Lord Carteret was distinguished by a readiness of wit, with which he could retort and parry even the attacks of Swift. Of this we have already seen a classical instance at p. 49. And it is said, that, about the time when the proclamation was abroad against the Drapier's fourth letter, the Dean visited the castle, and having waited for some time without seeing the lord-lieutenant, wrote upon one of the windows of the chamber of audience these lines :

"My very good lord, 'tis a very hard task,

For a man to wait here who has nothing to ask."

Under which Carteret wrote the following happy reply:"My very good Dean, there are few who come here, But have something to ask, or something to fear."

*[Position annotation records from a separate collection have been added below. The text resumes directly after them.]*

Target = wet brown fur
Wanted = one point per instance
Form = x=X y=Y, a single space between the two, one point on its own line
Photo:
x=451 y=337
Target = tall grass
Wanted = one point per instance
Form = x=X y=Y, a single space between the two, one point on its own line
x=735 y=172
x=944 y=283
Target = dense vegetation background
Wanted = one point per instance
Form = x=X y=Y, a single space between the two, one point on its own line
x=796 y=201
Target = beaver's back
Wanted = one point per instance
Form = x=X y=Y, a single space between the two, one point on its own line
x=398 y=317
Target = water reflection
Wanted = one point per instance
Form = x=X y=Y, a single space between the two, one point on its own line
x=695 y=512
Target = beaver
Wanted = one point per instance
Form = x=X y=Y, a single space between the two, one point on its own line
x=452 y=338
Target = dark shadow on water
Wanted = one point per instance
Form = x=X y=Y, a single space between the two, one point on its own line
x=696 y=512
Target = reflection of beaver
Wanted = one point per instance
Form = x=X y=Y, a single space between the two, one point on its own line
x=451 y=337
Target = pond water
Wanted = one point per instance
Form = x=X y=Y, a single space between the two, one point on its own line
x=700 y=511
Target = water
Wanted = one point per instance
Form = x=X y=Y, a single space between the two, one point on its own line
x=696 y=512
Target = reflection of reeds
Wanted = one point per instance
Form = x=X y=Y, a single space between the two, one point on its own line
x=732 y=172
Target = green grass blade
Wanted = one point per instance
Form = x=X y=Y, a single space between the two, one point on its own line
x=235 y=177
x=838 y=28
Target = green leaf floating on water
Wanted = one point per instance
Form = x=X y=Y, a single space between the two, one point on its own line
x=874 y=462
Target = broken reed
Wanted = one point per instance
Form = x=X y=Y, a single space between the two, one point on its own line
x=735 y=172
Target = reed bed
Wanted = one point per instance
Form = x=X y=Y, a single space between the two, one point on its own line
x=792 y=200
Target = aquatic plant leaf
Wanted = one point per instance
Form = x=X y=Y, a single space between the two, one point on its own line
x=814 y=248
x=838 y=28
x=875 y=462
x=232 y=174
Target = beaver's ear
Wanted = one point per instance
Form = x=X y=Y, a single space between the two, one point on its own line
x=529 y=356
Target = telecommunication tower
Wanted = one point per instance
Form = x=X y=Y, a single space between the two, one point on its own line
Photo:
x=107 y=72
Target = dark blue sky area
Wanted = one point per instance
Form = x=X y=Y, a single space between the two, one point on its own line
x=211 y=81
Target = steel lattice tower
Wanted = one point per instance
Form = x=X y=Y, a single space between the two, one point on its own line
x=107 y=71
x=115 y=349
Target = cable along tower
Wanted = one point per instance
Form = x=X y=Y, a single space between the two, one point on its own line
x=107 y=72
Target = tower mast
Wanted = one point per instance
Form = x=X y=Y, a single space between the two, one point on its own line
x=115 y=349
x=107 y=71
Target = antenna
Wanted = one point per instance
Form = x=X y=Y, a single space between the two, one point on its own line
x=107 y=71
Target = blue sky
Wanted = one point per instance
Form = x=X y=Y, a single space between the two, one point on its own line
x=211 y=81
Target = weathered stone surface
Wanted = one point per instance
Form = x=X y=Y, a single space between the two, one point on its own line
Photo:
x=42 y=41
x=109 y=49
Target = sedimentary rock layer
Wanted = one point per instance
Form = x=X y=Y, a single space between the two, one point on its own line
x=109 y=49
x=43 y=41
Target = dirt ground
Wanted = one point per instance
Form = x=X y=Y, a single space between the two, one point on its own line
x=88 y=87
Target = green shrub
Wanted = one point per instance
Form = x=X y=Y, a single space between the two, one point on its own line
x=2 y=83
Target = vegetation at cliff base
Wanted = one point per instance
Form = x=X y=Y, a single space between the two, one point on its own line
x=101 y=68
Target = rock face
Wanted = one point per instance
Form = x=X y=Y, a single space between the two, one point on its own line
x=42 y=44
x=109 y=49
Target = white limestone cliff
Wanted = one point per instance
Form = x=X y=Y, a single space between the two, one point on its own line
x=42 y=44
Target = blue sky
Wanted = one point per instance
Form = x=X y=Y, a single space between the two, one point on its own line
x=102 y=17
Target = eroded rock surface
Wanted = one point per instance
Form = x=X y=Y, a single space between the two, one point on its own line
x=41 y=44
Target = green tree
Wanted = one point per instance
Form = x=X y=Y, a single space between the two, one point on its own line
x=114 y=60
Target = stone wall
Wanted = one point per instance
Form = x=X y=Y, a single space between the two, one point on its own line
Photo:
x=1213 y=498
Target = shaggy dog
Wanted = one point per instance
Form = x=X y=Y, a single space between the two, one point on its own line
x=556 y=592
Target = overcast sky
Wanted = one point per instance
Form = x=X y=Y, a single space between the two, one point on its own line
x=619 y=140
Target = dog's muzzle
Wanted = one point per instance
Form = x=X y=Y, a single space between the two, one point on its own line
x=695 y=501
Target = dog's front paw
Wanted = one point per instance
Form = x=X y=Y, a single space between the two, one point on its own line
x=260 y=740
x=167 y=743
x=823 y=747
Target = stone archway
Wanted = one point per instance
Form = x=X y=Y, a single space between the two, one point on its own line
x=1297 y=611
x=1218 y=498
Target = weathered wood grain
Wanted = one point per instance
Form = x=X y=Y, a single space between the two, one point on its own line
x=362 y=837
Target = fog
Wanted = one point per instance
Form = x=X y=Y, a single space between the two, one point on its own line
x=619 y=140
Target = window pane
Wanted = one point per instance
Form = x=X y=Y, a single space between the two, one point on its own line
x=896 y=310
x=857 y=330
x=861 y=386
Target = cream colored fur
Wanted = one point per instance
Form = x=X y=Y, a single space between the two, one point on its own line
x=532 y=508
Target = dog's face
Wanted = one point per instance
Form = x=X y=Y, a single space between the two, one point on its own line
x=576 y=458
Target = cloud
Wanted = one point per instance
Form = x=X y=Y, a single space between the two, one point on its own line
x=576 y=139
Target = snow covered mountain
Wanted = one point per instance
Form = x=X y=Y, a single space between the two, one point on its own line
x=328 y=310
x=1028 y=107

On some such occasion, when Carteret had parried, with his usual dexterity, a complaint or request of Swift, he exclaimed, "What, in God's name, do you do here? Get back to your own country, and send us our boobies again!"

The following additional instances are related of the Dean being overmatched.

Swift, Arbuthnot, and Parnell, taking advantage of a fine frosty morning, set out together to walk to a seat Lord

Bathurst had about eleven miles from London. Swift, remarkable for being an old traveller, and for getting possession of the best room and bed, pretended, when they were about half way on their journey, that he did not like the slowness of their pace; adding that he would walk on before them, and acquaint Lord Bathurst with the object of their journey. To this proposal they readily agreed; but as soon as the Dean was out of sight, they dispatched a horseman by a private road, (suspecting their friend's duplicity,) to inform his Lordship of their apprehensions. The man arrived in time to deliver his message before Swift made his appearance. Lord Bathurst then recollecting that the Dean had never had the smallpox, thought of the following stratagem. Seeing him come up the avenue, his Lordship met him, and expressed his happiness at seeing him; "but I am mortified at one circumstance," continued Lord Bathurst, "as it must deprive me of the pleasure of your company: smallpox is raging in the house. I beg, however, that you will accept of such accommodation as a small house at the bottom of the avenue will afford you." Swift was forced to comply with this request; and in this solitary situation, fearful of speaking to any person about him, he was served with dinner. In the evening, however, Arbuthnot and Parnell, with Lord Bathurst, went down to release him, by informing him of the deception, and telling him that the best room and bed in the house were at his service. Swift felt much chagrined, but deemed it prudent to join in the laugh against himself: they all adjourned to the mansion, and there spent the evening most joyously.

At an inn, seeing a cook scraping a piece of mutton, Swift asked how many maggots she had got in it? "Not so many as are in your head," answered the wench smartly. The Dean was angry, and complained to her mistress.

Alderman Brown having undergone Swift's raillery in silence, for some time, at dinner, suddenly looked up from his plate, on observing Swift take apple-sauce to the wing of a duck, and exclaimed, "Mr. Dean, you eat your duck like a

goose,"

The Dean asked Kenny, a Carmelite priest, "Why the Catholic Church used pictures and images, when the Church of England did not ?" "Because," answered the priest readily," we are old housekeepers, and you are new beginners." Swift was so surprised and incensed that he left the room.